What would Annie Camden do?
Nat has become an incredibly picky eater. He rarely eats what I put in front of him. I'm not a horrible cook. Quite the opposite, actually. He just has set in his mind what he wants to eat, and it's usually not anything near what I've made for lunch or dinner. In his mind, the four basic food groups include bread/pretzels/rice, chocolate, cheese, and noodles. A kid after my own heart. Or stomach. But I can't go feeding him these foods over and over again.
Not the chocolate, of course. Chocolate (and any other sweet) is a treat in this house. Not readily available, and not distributed even on a semi-regular basis. But the other stuff? Breads and cheese and noodles? He could eat those every day for every meal.

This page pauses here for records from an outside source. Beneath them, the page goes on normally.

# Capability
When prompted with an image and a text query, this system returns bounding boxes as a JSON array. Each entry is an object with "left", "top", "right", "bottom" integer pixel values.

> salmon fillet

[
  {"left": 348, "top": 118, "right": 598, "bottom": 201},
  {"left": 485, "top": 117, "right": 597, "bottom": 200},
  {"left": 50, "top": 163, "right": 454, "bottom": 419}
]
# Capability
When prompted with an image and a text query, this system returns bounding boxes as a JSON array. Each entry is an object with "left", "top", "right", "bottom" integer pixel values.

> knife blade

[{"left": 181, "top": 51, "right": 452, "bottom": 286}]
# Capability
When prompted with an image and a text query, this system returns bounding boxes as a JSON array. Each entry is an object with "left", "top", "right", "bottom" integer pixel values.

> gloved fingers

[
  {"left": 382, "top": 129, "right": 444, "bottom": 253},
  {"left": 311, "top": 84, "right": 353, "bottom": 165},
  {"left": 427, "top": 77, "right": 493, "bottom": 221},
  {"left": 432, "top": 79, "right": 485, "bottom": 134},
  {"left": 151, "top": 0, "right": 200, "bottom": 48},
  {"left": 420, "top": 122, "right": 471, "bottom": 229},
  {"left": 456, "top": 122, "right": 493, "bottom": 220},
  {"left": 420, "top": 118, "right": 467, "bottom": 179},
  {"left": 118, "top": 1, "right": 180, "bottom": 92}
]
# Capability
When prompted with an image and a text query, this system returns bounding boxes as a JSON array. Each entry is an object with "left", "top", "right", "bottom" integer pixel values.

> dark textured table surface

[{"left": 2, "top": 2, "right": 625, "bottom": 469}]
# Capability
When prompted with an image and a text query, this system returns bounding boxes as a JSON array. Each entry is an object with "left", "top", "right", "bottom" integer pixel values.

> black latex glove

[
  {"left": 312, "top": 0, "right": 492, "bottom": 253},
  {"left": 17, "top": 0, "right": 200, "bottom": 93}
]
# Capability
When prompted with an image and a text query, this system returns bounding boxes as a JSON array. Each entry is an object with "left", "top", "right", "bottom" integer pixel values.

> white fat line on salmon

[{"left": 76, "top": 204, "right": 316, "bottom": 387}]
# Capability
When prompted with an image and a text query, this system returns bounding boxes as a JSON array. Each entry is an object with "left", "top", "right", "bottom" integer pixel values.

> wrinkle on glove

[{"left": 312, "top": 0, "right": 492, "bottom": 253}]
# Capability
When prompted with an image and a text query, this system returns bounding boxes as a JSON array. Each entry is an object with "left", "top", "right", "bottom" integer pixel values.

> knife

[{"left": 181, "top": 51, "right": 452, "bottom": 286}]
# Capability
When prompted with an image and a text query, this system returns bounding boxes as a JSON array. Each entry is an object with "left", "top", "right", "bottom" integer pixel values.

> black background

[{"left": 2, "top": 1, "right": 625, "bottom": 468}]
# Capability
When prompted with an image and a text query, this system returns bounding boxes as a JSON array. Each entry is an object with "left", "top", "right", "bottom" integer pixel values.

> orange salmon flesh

Perhaps I've been making a mistake in trying to get him to eat what the adults eat. My dinners consist of a protein, a veggie, and a starch. Nat has transformed from a child who would eat anything healthy to a child who takes one bite of everything on his plate and announces that he's done and would like to get down. Put a hot dog or buttered noodles in front of him, though, and he'll clean his plate and ask for more.
So what do you do with a picky toddler? I'm posing this question to the thousands of readers I have (ha), some of whom I know are veteran moms. Do I make two dinners, one for the adults consisting of "real" food and one of which I know he'll eat, or do I continue serving him the balanced choices? My dinner table rule is that he has to try everything once, and if he doesn't like it then he doesn't have to eat it - in that case I'll make him a PB & J or grilled cheese. But he often flat out refuses. So I'm at a loss. Hubs says that he'll eat when he's hungry and to not push him, but I'm the mom - it's my job to push and to make sure I give every effort to take care of him. He's such a little peanut and he needs to eat.
I wonder what Annie Camden would do?